Build docker container
----------------------

Go to the docker directory and follow the build instructions in
README.md.

Review introductory presentation
--------------------------------

After starting docker container, browse to http://localhost:7777/tree.
Then open info/Presentation.ipynb.

Documentation
-------------

You can view local documentation in localhost:8000

License
-------

This SDK is provided under the 3-clause BSD `license <LICENSE>`__.

Install Library On Existing Spark Installation
----------------------------------------------

If you have an existing Spark installation that you already use with
pySpark, then you can simply install the library to work with that.

From the source distribution, you can either:

1. Include the xpatterns directory in PYTHONPATH, or
2. Build an archive (see below) and install it on a different machine.

Building the Library
--------------------

In the source distribution, run

::

python setup.py sdist --formats=zip

This will create a file dist/xframes-<version>.zip This file can be copied to
the server where you want to install xframes.

Install by:

::

unzip xframes.<version>.zip
cd xframes.<version>
python setup.py install

Install With Pip
----------------

You can also install with pip:

::

pip install xframes


Running xFrames
---------------
xFrames uses pySpark, so you have to have Spark set up.

You might have an existing Spark installation running in Cluster Mode,
managed by the the Standalone, YARN, or Mesos cluster manager.
In this case, you need to set "master" to point to the cluster, using one
of the configuration methods described below.

If not, it is easy to set up spark in local mode.
Download spark from
http://spark.apache.org/downloads.html.
Get the tar.gz, uncompress it, and put it in some convenient directory.
Then set:

::

export SPARK_HOME=<spark distribution>
export PYTHONPATH=${SPARK_HOME}/python:${SPARK_HOME}/python/lib/py4j-0.8.2.1-src.zip

You can test by running this program:

::

test.py:
from xframes import XFrame
print XFrame({'id': [1, 2, 3], 'val': ['a', 'b', 'c']})

Run:
$ python test.py

This should print:

::

+----+-----+
| id | val |
+----+-----+
| 1 | a |
| 2 | b |
| 3 | c |
+----+-----+
[? rows x 2 columns]


You may notice that a great deal of debug output appears on stdout.
This is because, by default, Spark displays log output on stdout.
You can change this by supplying a log4j.properties file and setting
SPARK_CONF_DIR to the directory containing it.
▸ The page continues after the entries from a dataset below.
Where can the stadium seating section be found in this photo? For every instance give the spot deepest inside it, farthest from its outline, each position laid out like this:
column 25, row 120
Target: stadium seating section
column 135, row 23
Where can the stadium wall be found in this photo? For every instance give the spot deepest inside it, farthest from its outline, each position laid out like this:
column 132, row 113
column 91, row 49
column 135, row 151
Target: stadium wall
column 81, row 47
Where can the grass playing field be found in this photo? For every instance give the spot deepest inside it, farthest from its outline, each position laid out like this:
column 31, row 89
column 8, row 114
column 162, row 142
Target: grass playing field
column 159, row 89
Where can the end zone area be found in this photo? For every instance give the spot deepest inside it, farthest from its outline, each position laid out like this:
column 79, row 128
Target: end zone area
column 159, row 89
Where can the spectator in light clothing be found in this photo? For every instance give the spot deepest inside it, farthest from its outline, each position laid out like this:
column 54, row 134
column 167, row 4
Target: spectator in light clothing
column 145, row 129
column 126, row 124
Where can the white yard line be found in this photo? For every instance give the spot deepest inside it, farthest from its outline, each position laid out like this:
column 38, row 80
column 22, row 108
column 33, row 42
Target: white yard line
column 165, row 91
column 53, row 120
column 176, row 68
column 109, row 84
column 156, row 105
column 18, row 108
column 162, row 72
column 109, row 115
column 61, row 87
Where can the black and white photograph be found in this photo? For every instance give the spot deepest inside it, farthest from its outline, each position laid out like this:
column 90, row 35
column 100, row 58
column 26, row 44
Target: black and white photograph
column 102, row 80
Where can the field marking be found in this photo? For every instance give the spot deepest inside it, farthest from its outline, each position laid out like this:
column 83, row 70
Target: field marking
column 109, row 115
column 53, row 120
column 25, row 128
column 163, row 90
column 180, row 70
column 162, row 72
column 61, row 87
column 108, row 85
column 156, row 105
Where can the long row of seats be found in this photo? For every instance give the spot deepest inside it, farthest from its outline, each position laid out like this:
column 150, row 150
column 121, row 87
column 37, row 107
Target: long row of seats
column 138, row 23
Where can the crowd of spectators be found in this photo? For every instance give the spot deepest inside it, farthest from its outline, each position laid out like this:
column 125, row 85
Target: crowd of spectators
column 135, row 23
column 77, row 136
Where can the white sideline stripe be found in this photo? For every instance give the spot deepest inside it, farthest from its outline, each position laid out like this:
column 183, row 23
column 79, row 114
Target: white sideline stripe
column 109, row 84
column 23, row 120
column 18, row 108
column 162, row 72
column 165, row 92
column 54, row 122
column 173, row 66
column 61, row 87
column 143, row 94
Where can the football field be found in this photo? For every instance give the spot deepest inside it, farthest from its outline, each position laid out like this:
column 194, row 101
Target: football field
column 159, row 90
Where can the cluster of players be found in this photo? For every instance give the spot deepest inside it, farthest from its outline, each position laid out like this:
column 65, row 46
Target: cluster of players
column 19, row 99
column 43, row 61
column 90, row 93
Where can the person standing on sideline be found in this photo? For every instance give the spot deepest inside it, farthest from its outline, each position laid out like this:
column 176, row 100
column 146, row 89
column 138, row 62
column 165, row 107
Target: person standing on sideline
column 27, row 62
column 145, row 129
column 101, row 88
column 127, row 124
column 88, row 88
There is a sample
config dir "conf" under the xframes install directory. You can copy this
to your current directory and set:

::

export SPARK_CONF_DIR=`pwd`/conf

Then when you run, you will see only the output that your program prints.

Running in a IPython Notebook
-----------------------------

XFrames works especially well in an IPython notebook.
If you set up spark as outline above, by setting PYTHONPATH, SPARK_HOME
and SPARK_CONF_DIR before you launch the notebook server, then
you can run the same test program and get the expected results.

Running in a Virtual Environment
--------------------------------

XFrames alwo works well in a virtual environment.

Create a virtual environment:

::

virtualenv venv

And then install into it:

::

source venv/bin/activate
pip install xframes

XFrames depends on numpy, which it installs into the virtual environment.
XFrames includes support for pandas and matplotlib, which you can
install if you want to use them.

::

pip install pandas
pip install matplotlib

If running in a notebook, you would then run the notebook server:

::

ipython notebook


Configurating Spark
-------------------

Spark has a large number of configuration parameters, described at:
http://spark.apache.org/docs/latest/configuration.html

There are a number of ways to supply these configuration parameters.
One of these is to supply a file spark-defaults.conf, in the directory pointed
to by SPARK_CONF_DIR described above. There is a template to guide you.
This works when you start a local spark instance.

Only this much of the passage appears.